Why a Human (Or Group of Humans) Might Create UnFriendly AI Halfway On Purpose

ChrisHallquist

First, some quotes from Eliezer's contributions to the Global Catastrophic Risks anthology. First, from Cognitive biases potentially affecting judgement of global risks:

All else being equal, not many people would prefer to destroy the world. Even faceless corporations,meddling governments, reckless scientists, and other agents of doom, require a world in which to achieve their goals of profit, order, tenure, or other villainies. If our extinction proceeds slowly enough to allow a moment of horrified realization, the doers of the deed will likely be quite taken aback on realizing that they have actually destroyed the world. Therefore I suggest that if the Earth is destroyed, it will probably be by mistake.

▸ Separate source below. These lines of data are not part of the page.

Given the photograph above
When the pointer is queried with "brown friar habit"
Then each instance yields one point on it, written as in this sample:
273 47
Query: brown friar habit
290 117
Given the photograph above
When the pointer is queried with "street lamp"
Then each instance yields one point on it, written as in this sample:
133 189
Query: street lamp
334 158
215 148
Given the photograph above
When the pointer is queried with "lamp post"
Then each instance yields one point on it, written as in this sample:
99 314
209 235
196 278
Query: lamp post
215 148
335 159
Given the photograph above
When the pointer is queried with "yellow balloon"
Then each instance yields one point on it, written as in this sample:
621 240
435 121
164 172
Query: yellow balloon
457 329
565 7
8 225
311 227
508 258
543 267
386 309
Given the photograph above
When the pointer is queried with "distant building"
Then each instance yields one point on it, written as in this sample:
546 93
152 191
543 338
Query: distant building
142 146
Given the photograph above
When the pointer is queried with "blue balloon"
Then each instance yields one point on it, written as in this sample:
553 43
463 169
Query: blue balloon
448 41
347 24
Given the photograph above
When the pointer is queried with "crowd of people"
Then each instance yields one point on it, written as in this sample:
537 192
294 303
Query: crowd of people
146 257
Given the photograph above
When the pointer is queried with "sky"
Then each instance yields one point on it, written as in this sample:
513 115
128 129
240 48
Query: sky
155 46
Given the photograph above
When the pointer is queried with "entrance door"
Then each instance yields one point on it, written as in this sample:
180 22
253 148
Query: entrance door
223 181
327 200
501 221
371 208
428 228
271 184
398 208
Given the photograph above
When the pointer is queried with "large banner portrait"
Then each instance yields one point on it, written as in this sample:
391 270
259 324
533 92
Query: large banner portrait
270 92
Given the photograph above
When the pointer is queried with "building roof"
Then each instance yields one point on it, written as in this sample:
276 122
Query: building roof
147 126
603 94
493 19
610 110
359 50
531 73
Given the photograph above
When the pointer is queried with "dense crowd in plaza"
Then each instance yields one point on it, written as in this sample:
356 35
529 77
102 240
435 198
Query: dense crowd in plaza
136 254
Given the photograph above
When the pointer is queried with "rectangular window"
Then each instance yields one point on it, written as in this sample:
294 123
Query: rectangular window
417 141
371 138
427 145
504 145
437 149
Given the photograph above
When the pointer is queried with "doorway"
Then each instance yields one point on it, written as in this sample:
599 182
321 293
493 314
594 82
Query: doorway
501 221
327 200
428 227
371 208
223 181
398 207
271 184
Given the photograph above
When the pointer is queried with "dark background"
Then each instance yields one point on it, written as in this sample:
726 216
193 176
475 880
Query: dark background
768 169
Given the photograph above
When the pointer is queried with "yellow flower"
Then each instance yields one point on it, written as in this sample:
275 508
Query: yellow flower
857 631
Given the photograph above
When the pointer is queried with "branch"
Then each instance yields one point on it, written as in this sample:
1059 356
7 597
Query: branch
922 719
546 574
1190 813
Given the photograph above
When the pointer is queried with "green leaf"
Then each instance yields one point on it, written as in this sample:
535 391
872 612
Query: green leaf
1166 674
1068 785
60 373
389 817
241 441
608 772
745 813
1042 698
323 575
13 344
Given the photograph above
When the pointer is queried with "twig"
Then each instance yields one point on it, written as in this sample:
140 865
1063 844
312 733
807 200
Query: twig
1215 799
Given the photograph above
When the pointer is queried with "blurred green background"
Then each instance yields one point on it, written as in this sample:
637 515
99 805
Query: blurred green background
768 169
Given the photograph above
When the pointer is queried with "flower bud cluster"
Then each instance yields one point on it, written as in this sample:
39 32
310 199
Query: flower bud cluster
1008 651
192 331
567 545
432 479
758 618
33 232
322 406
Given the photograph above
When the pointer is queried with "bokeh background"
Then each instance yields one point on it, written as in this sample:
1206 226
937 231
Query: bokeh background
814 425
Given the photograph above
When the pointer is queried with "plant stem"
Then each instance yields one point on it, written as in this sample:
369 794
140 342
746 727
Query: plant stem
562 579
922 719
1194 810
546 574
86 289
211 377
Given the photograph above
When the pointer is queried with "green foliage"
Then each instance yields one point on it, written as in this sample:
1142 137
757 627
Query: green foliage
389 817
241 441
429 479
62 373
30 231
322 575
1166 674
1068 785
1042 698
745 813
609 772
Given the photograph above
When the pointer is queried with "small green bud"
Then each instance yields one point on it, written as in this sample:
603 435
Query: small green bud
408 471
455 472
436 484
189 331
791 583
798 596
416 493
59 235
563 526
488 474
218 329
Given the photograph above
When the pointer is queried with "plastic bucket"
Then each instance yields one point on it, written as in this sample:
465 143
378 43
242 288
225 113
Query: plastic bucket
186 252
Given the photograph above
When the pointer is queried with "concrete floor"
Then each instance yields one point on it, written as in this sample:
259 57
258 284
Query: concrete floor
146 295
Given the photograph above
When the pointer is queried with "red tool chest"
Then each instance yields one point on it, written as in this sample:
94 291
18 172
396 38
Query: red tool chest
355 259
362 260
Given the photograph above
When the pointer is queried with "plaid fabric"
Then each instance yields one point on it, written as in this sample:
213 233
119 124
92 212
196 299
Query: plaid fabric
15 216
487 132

And from Artificial Intelligence as a Positive and Negative Factor in Global Risk:

We can therefore visualize a possible first-mover effect in superintelligence. The first mover effect is when the outcome for Earth-originating intelligent life depends primarily on the makeup of whichever mind first achieves some key threshold of intelligence - such as criticality of self-improvement. The two necessary assumptions are these:

• The first AI to surpass some key threshold (e.g. criticality of self-improvement), if unFriendly, can wipe out the human species.
• The first AI to surpass the same threshold, if Friendly, can prevent a hostile AI from coming into existence or from harming the human species; or find some other creative way to ensure the survival and prosperity of Earth-originating intelligent
life.

More than one scenario qualifies as a first-mover effect. Each of these examples reflects a different key threshold:

• Post-criticality, self-improvement reaches superintelligence on a timescale of weeks or less. AI projects are sufficiently sparse that no other AI achieves criticality before the first mover is powerful enough to overcome all opposition. The key threshold is criticality of recursive self-improvement.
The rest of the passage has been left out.